Trabzon başkanının yeni dönem beklentileri...

Osman AROLAT
Osman AROLAT AROLAT'tan [email protected]

Trabzon Sanayi Ticaret Odası başkanı Mustafa Suat Hacısalihoğlu’nun yeni dönem beklentisiyle ilgili açıklamaları, yeni iktidar oluşumu değerlendirmesiyle başlıyor:

“1 Kasım seçimleri ülkemizin önündeki belirsizliği tek başına iktidar çıkararak gidermiştir.Bundan sonra Türkiye önüne bakmalıdır.
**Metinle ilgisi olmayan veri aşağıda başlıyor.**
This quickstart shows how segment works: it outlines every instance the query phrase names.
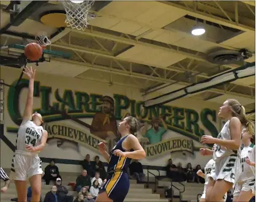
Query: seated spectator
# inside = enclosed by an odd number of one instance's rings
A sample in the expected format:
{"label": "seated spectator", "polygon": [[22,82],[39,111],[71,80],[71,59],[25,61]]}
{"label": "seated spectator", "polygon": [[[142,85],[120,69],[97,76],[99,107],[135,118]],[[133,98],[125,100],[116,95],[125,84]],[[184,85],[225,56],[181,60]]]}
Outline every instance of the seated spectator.
{"label": "seated spectator", "polygon": [[1,189],[1,192],[6,193],[10,184],[10,179],[2,167],[0,167],[0,178],[4,181],[4,186]]}
{"label": "seated spectator", "polygon": [[83,202],[94,202],[95,200],[92,198],[92,196],[91,193],[88,193],[86,198],[84,199]]}
{"label": "seated spectator", "polygon": [[55,165],[55,160],[51,159],[50,164],[45,168],[45,175],[43,179],[45,181],[46,184],[49,184],[50,181],[55,182],[56,179],[59,178],[61,179],[59,175],[59,168]]}
{"label": "seated spectator", "polygon": [[77,192],[81,190],[83,187],[85,187],[88,190],[91,185],[90,177],[87,174],[87,171],[84,170],[81,174],[78,176],[76,180],[75,190]]}
{"label": "seated spectator", "polygon": [[73,202],[83,202],[84,201],[83,199],[84,199],[83,195],[82,195],[81,193],[78,193],[78,195],[75,199]]}
{"label": "seated spectator", "polygon": [[178,163],[177,166],[178,172],[179,173],[178,175],[178,182],[184,182],[186,179],[186,173],[183,168],[181,163]]}
{"label": "seated spectator", "polygon": [[249,202],[255,202],[255,196],[253,196]]}
{"label": "seated spectator", "polygon": [[106,170],[105,169],[103,163],[100,160],[100,157],[99,155],[96,155],[94,158],[94,162],[92,162],[92,170],[96,172],[100,173],[100,178],[105,179],[107,178]]}
{"label": "seated spectator", "polygon": [[81,163],[81,166],[84,170],[87,170],[87,174],[91,177],[94,177],[95,170],[92,168],[92,162],[91,161],[91,157],[87,154],[85,159]]}
{"label": "seated spectator", "polygon": [[194,176],[193,168],[192,168],[192,165],[190,163],[187,163],[186,171],[187,173],[187,182],[193,182]]}
{"label": "seated spectator", "polygon": [[129,168],[131,176],[134,177],[138,182],[141,182],[143,180],[145,175],[143,173],[142,165],[138,160],[134,159],[134,162],[130,164]]}
{"label": "seated spectator", "polygon": [[173,164],[171,159],[168,160],[168,165],[166,166],[165,168],[167,177],[171,179],[173,182],[179,181],[181,178],[179,176],[179,170],[176,166]]}
{"label": "seated spectator", "polygon": [[205,179],[201,178],[201,176],[197,174],[197,171],[201,170],[201,166],[200,165],[197,165],[195,169],[194,170],[194,181],[197,183],[205,183]]}
{"label": "seated spectator", "polygon": [[56,193],[59,196],[59,201],[58,202],[72,202],[73,200],[73,196],[67,196],[69,191],[67,189],[61,185],[61,179],[57,178],[56,181],[56,186],[57,187]]}
{"label": "seated spectator", "polygon": [[50,192],[47,192],[45,195],[45,200],[43,202],[59,202],[59,198],[56,193],[57,187],[53,185]]}
{"label": "seated spectator", "polygon": [[86,197],[87,195],[88,194],[88,190],[87,190],[86,187],[83,187],[81,189],[80,191],[79,192],[78,194],[82,194],[83,196],[85,198]]}
{"label": "seated spectator", "polygon": [[97,179],[96,179],[93,182],[92,185],[90,188],[90,193],[92,195],[92,198],[96,200],[96,198],[99,194],[99,181]]}
{"label": "seated spectator", "polygon": [[93,182],[94,182],[96,179],[98,181],[99,188],[100,188],[102,186],[103,182],[102,179],[100,178],[100,173],[95,173],[95,177],[91,181],[92,185],[93,185]]}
Hep birlikte enerjimizi ülkemizin ekonomisinin geleceğine yönelik olarak kullanmalıyız.Seçimler nedeniyle 2015 yılı ekonomiyi olumsuz etkilemiştir. 2016 yılına iki aydan az zaman kaldı.Biriken sorunların aşılması ve 2016 yılının kazanılması için acil, uygulanabilir ve doğru hedeflerin belirlenerek toplumsal sahiplenmeye ihtiyaç bulunmaktadır.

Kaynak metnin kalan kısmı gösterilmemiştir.